Stell dir vor, du schläfst tief und fest – und plötzlich klopft es um zwei Uhr nachts an der Tür. Genau das ist Jonas Vingegaard und Tadej Pogačar bei der Tour de France passiert. Die beiden besten Radfahrer der Welt mussten mitten in der Nacht Blutproben abgeben, damit man sicher sein kann, dass sie keine verbotenen Mittel nehmen. Solche unangekündigten Tests sind extrem selten, aber sie sind erlaubt, wenn ein Richter zustimmt und es einen konkreten Verdacht gibt.

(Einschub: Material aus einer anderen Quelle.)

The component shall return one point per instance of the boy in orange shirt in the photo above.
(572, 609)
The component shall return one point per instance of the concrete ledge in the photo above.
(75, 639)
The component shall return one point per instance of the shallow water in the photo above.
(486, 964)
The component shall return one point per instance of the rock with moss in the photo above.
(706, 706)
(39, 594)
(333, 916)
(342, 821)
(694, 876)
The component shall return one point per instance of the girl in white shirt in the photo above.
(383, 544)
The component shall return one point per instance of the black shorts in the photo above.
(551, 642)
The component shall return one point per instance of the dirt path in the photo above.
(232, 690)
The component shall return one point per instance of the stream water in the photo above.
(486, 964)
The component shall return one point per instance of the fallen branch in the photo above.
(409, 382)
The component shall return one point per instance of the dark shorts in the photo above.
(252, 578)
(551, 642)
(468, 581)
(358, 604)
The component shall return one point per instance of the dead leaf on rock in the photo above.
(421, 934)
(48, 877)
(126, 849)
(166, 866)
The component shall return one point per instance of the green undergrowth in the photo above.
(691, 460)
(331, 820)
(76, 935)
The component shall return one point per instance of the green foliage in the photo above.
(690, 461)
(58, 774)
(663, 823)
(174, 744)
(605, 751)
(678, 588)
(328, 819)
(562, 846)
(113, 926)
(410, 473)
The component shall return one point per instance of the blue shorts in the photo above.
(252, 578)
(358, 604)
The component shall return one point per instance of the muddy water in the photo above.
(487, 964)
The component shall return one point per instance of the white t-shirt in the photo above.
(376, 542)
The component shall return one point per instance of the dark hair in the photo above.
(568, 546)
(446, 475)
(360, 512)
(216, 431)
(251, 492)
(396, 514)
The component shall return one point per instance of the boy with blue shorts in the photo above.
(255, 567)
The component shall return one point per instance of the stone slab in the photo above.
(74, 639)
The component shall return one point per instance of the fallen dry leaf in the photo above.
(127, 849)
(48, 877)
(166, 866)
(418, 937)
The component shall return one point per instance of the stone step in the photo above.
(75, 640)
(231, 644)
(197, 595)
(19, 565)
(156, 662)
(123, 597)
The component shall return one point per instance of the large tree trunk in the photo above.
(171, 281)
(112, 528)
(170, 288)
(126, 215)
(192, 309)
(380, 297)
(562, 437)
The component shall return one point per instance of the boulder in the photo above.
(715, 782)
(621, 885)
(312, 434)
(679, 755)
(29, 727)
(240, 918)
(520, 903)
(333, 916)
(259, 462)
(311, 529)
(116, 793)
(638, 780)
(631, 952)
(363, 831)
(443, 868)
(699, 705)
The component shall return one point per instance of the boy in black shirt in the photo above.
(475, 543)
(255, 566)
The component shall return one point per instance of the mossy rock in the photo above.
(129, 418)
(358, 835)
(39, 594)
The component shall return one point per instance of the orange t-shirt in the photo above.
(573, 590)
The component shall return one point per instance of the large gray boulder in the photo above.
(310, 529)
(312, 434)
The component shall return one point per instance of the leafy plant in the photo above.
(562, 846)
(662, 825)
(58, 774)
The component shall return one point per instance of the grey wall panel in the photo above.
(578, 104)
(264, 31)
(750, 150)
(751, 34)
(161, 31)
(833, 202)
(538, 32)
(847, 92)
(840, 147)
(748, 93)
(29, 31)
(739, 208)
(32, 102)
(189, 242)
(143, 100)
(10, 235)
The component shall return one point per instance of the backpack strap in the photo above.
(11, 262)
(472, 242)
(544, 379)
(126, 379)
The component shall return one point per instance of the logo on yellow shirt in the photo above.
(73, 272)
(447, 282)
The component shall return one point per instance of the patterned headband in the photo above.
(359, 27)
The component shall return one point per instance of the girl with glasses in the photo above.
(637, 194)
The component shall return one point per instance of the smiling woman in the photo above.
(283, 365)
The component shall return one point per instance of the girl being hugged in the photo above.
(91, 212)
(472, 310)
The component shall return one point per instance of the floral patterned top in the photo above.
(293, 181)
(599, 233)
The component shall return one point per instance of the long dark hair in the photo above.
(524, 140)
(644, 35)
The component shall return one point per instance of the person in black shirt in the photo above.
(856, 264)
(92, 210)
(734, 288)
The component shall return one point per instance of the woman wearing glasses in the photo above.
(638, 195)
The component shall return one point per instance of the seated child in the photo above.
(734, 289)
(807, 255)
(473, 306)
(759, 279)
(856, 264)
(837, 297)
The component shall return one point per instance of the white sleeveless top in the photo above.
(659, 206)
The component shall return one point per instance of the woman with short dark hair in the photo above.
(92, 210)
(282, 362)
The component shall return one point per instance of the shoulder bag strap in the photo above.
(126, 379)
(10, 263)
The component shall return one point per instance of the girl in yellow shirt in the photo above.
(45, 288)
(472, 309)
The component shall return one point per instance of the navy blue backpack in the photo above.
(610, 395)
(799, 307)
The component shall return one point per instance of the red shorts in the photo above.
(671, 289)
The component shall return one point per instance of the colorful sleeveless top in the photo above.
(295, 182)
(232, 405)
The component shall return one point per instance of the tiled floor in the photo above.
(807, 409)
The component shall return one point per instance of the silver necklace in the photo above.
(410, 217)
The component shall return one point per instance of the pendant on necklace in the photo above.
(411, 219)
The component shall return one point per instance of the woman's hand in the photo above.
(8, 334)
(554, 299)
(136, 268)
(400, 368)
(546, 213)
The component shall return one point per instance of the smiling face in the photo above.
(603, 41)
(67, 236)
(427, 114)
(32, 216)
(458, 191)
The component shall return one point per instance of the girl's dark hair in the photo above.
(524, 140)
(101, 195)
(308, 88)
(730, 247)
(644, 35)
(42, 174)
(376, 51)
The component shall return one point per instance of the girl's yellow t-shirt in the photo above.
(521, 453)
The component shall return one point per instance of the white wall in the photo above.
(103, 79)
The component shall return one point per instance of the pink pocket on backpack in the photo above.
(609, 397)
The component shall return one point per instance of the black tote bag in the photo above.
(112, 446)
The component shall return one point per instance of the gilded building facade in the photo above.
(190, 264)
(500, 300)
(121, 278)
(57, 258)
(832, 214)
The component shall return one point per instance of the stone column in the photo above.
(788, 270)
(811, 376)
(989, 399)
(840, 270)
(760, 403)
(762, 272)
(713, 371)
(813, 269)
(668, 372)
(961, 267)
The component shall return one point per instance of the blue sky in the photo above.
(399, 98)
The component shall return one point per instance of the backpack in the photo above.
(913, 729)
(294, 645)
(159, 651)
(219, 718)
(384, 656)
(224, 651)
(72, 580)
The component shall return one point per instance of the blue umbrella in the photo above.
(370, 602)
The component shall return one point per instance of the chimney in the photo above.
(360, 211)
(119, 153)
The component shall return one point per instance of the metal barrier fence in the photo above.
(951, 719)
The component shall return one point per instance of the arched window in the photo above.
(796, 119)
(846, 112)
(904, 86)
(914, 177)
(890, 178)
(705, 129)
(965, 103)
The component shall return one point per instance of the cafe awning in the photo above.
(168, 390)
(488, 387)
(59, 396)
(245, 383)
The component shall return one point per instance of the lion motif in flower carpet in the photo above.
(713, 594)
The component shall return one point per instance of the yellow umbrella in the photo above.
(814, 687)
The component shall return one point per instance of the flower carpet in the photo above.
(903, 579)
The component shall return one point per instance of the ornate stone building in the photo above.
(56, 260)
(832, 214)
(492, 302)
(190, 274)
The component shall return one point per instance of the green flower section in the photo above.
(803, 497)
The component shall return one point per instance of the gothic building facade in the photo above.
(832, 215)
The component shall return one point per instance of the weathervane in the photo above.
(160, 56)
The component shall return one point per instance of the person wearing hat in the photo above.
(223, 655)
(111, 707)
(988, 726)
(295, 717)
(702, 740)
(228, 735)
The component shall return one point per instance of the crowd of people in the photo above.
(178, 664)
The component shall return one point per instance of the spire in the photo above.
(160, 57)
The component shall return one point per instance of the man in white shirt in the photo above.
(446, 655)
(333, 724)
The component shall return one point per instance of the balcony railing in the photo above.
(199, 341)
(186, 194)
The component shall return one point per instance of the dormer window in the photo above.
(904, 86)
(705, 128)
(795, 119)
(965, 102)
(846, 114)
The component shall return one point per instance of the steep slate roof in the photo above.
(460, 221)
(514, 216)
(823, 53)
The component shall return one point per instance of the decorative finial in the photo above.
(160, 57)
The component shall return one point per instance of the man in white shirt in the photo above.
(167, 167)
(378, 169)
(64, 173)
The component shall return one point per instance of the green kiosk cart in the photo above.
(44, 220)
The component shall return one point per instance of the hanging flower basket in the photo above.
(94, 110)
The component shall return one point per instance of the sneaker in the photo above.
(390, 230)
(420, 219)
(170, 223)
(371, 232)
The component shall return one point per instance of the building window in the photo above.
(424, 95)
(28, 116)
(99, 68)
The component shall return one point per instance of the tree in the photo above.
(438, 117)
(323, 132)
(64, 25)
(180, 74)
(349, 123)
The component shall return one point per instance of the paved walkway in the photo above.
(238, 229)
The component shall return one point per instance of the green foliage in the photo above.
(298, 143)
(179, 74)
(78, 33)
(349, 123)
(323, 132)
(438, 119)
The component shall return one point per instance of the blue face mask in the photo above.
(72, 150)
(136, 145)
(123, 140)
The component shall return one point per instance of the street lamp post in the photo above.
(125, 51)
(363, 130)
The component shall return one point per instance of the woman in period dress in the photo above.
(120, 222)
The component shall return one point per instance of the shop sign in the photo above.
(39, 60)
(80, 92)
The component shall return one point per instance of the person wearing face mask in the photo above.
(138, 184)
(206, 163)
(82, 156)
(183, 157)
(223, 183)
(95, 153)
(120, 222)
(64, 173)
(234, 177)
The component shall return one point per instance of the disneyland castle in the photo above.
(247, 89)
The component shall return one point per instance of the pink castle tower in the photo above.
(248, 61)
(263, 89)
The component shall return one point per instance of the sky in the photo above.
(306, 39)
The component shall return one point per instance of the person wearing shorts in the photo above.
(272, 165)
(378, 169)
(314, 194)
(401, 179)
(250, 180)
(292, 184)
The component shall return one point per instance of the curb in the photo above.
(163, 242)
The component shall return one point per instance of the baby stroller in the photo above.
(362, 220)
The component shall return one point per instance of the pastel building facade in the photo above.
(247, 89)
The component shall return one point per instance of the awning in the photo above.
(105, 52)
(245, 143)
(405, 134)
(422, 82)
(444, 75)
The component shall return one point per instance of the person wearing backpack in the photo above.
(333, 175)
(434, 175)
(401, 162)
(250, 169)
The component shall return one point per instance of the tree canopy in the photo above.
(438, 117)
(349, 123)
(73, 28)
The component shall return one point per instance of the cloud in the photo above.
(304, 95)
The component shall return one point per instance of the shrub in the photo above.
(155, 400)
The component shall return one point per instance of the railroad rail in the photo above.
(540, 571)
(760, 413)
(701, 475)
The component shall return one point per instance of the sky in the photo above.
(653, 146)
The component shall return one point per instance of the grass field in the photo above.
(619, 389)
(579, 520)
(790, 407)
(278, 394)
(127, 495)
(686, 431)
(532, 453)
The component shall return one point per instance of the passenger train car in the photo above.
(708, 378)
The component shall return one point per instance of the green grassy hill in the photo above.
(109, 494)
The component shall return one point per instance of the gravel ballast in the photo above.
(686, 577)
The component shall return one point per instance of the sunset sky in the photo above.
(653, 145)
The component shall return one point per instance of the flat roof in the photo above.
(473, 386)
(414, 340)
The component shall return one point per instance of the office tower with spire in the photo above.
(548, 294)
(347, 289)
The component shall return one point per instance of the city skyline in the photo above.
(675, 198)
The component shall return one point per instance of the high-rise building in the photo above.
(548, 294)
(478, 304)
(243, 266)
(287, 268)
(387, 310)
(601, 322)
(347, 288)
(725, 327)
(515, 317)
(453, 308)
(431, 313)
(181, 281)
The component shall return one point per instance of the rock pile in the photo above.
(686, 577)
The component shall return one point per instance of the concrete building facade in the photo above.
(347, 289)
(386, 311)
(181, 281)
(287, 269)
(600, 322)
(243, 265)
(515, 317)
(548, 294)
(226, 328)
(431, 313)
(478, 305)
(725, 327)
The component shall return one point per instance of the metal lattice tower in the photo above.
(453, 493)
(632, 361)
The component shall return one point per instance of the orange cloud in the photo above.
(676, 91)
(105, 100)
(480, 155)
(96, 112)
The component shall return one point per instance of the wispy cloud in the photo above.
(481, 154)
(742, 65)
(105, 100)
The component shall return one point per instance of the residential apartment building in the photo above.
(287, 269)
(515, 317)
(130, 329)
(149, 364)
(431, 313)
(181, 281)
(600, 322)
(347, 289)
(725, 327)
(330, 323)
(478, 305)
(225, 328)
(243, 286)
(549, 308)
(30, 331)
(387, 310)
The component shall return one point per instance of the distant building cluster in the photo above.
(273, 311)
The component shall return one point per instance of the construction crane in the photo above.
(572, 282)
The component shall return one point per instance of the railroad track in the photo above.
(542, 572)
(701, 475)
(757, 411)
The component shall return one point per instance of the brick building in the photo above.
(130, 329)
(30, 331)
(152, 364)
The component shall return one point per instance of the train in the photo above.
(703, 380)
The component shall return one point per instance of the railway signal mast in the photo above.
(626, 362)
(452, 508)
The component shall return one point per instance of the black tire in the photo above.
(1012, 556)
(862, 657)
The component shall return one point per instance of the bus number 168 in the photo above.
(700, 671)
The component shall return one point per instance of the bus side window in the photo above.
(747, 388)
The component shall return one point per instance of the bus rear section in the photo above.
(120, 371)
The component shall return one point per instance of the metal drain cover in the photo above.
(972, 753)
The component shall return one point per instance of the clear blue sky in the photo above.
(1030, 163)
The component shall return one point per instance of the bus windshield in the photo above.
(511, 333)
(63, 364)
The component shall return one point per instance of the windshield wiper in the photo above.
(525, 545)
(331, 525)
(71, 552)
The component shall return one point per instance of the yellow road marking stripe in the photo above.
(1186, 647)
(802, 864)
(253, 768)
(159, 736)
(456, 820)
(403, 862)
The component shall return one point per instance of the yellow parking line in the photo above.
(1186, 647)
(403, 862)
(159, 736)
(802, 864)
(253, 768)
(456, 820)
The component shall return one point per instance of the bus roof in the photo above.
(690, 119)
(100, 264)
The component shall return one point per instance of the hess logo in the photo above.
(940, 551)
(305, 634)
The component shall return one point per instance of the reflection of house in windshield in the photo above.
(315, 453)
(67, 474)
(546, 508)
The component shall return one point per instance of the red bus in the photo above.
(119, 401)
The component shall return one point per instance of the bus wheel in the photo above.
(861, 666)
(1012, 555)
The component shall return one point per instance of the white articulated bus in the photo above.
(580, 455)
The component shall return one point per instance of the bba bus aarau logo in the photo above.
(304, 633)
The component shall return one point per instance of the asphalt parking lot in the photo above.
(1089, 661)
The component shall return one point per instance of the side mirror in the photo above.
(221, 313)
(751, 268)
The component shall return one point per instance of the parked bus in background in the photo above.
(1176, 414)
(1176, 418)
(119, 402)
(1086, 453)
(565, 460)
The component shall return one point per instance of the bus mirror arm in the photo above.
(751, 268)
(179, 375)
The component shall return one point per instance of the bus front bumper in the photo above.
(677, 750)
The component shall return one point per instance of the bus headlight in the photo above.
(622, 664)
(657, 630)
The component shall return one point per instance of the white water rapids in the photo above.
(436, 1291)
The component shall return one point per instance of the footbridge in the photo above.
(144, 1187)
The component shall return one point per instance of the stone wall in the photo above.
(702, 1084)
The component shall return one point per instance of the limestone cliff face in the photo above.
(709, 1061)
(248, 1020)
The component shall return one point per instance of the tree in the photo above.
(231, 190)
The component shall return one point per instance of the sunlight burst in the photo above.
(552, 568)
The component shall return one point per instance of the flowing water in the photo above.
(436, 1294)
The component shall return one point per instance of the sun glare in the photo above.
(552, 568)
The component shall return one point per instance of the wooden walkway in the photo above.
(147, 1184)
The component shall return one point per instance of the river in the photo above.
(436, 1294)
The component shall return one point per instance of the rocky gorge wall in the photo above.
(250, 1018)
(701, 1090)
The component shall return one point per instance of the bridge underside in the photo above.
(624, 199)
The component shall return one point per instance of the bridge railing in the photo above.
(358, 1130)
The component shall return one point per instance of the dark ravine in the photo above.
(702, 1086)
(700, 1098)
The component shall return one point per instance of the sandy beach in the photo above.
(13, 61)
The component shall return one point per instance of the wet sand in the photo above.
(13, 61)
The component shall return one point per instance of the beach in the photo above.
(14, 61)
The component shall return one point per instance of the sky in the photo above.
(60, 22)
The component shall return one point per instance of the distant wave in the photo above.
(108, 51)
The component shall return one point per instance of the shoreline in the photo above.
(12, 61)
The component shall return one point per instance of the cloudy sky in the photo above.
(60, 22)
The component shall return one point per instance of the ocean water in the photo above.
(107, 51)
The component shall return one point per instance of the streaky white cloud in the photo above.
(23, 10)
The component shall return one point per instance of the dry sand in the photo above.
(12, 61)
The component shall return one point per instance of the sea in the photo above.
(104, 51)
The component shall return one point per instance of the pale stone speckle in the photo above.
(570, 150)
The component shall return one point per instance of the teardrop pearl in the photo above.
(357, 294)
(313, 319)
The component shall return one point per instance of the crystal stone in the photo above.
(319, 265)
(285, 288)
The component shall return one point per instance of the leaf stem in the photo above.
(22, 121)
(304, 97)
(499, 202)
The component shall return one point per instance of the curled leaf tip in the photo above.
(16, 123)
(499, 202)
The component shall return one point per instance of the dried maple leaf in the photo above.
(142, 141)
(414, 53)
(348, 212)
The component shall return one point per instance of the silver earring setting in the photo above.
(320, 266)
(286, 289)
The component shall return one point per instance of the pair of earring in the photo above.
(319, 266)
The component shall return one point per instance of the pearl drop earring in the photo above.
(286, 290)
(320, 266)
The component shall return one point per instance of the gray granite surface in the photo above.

Zum Glück gibt es Leute, die sich für sauberen Sport stark machen. Eine Organisation namens ITA – das steht für International Testing Agency – kümmert sich im Auftrag des Radsport-Weltverbands UCI darum, dass niemand betrügt. Auch frühere Radprofis wie Jonathan Vaughters, der früher selbst mal einen Fehler gemacht hat, sagen heute: Die Nachttests sind wichtig, damit alle fair fahren. Teamchefs und Fahrer wie Ralph Denk finden: Wenn der Sport sauber bleibt, gewinnen am Ende die ehrlichen Sportler.